Accounts for approximately 30% of lung cancers in US annually, and 1 million persons worldwide each year.
Malignant epithelial tumors with glandular differentiation.
Adenocarcinoma is the most frequent type occurring in non-smokers and is usually found in the periphery of the lung and starts in mucus secreting cells.
Air pollution is linked to the risk of adenocarcinoma.
Adenocarcinomas can also occur centrally, and in a multifocal fashion or involve an entire lobe.
Subdivide into acinar, papillary, bronchioloalveolar, solid adenocarcinoma with mucin production, and mixed pattern-type.
Tumors are derived from alveolar, bronchial, or bronchiolar epithelial cells.
About 80% of adenocarcinomas demonstrate 2 or more histologic patterns
Atypical adenomatous hyperplasia can be a potential precursor of nonmucinous bronchioloalveolar carcinoma.
Adenocarcinomas metastasize primarily via lymphatic and hematogenous routes.
Approximately 20% of patients have distant metastasis at the time of diagnosis.
Most common sites of metastases including brain, bone, adrenal glands, and liver.
Higher than 50% frequency of actionable oncogenic drivers.
Guidelines recommend testing for EGFR mutations and ALK fusions in all patients with advanced adenocarcinoma regardless of gender, race, smoking history or other clinical factors.
Most lesions are thyroid transcription factor one (TTF1) positive.
Cytokeratin 7 and mucin staining are recommended markers for adenocarcinoma.
Mucinous bronchoalveolar carcinoma tumors from bronchial mucinous cells are generally TTF-1 negative and CK 20 positive.
Mucinous adenocarcinomas, are often multicentric, and are typically KRAS-mutation positive and EGFR-mutation negative.
Specific gene markers for AC of the lung include: ABCC3, CLDN3, DPP4, MUC3B, MUC5B, NTRK2, SPINK1, and TJP3.
ABCC3 is upregulated early in the disease.
CLDN3 and TJP3 are involved in tight junction, and are found preferentially expressed in adenocarcinoma of the lung.
DPP4 functions as her tumor suppressor gene, and its down-regulation may result in progression of cancer.
MUC3B and MUC5B are in the family of mucin genes that are important for tumor invasion and metastases.
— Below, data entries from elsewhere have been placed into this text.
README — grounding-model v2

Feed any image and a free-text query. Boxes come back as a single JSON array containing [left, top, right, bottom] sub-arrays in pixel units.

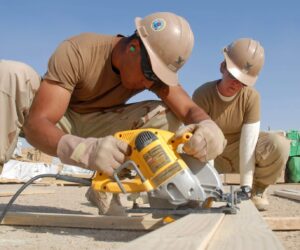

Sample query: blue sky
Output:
[[0, 0, 300, 130]]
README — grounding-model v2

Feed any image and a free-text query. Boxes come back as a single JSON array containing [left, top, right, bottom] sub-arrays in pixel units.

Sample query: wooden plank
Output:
[[223, 171, 285, 185], [274, 189, 300, 201], [1, 212, 163, 230], [207, 200, 284, 250], [0, 188, 55, 197], [263, 217, 300, 231], [121, 214, 224, 250]]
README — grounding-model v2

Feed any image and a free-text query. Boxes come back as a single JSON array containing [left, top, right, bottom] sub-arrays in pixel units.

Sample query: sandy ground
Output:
[[0, 184, 300, 250]]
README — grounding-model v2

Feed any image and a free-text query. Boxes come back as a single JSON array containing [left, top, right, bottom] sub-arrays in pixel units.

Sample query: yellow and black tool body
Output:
[[92, 129, 222, 207]]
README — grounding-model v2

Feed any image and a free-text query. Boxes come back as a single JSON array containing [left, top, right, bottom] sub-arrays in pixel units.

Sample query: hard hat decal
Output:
[[151, 18, 166, 31], [243, 62, 253, 73], [175, 56, 184, 65]]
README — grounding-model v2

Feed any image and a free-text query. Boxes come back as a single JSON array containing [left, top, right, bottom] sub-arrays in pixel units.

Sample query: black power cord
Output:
[[0, 174, 92, 224]]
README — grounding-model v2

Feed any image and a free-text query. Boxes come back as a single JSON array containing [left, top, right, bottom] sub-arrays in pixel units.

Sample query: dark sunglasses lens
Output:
[[140, 42, 160, 82]]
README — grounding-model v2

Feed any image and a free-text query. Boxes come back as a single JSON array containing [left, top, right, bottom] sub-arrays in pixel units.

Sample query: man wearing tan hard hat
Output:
[[193, 38, 289, 210], [1, 12, 226, 214]]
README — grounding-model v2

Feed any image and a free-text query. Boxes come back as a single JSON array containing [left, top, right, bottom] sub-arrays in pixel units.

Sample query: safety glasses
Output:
[[139, 39, 162, 83], [225, 67, 247, 87]]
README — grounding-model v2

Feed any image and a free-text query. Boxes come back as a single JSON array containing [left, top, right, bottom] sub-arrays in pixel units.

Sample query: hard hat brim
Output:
[[223, 48, 258, 86], [135, 17, 179, 86]]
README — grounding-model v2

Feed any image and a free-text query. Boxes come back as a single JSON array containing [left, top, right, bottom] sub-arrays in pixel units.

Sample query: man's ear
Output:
[[127, 39, 139, 53]]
About 5% of lung adenocarcinomas harbor the onchogenic fusion of EMLA4-ALK which is more prevalent in never or light smokers with tumors generally in younger patients with tumors that are wild type for EGFR and KRAS.
Over half of all cases can be to find by known genetic abnormalities or oncogenic drivers: most commonly activated mutations of KRAS and epidermal growth factor receptor, mutant BRAF and fusion oncogenes involving anaplastic lymphoma kinase (ALK).
KRAS mutations seen about 15-30% of patients with adenocarcinomas of the lung, more commonly in smokers.
KRAS mutations have been found to be mutually exclusive with EGFR mutations and ALK rearrangements.
ROS1 is a receptor tyrosine kinase of the insulin receptor family and the frequency of the ROS 1 rearrangement ranges from 0.9-1.7% in unselected non-small cell cancer patients.
ROS1 Rearrangement typically occurs in young never smokers who have adenocarcinoma, with a tendency toward higher grade.
Activation of oncogenic kinases such as epidermal growth factor receptor or anaplastic lymphoma kinase can lead to tumor dependent cells on activated kinase and sensitivity to the corresponding kinase inhibitor.
EGFR mutations in lung cancer account for 40% of adenocarcinomas of the lung in East Asians and about 15% in Caucasians and African Americans.
Most patients with adenocarcinoma of the lung with EGFR mutations are non-smokers or light smokers, and more likely to be female and Asian.
Check point inhibition is in ineffective therapy for patients with EGFR mutant lung cancer disease.
Front-line pemetrexed and platinum superior to gemcitabine and platinum, with superior efficacy and improved side effects.
Patients with activating mutations in the epidermal growth factor receptor (EGFR)domain or EML4-ALK translocation benefit from first-line treatment with erlotinib or crizotinib, respectively.
The LUX-Lung 3 study involved 345 patients with stage 3/4 lung adenocarcinoma that had tested positive for EGFR mutations who had not previously received chemotherapy.
In the LUX-Lung study patients were randomized in a 2:1 ratio to receive afatinib 40 mg daily or standard chemotherapy with cisplatin 75 mg/m² and pemetrexed 500 mg/m² intravenously every 21 days for up to 6 cycles: Median progression-free survival was better with afatinib than with chemotherapy (11.1 vs 6.9 months; hazard ratio, 0.58; P = .0004).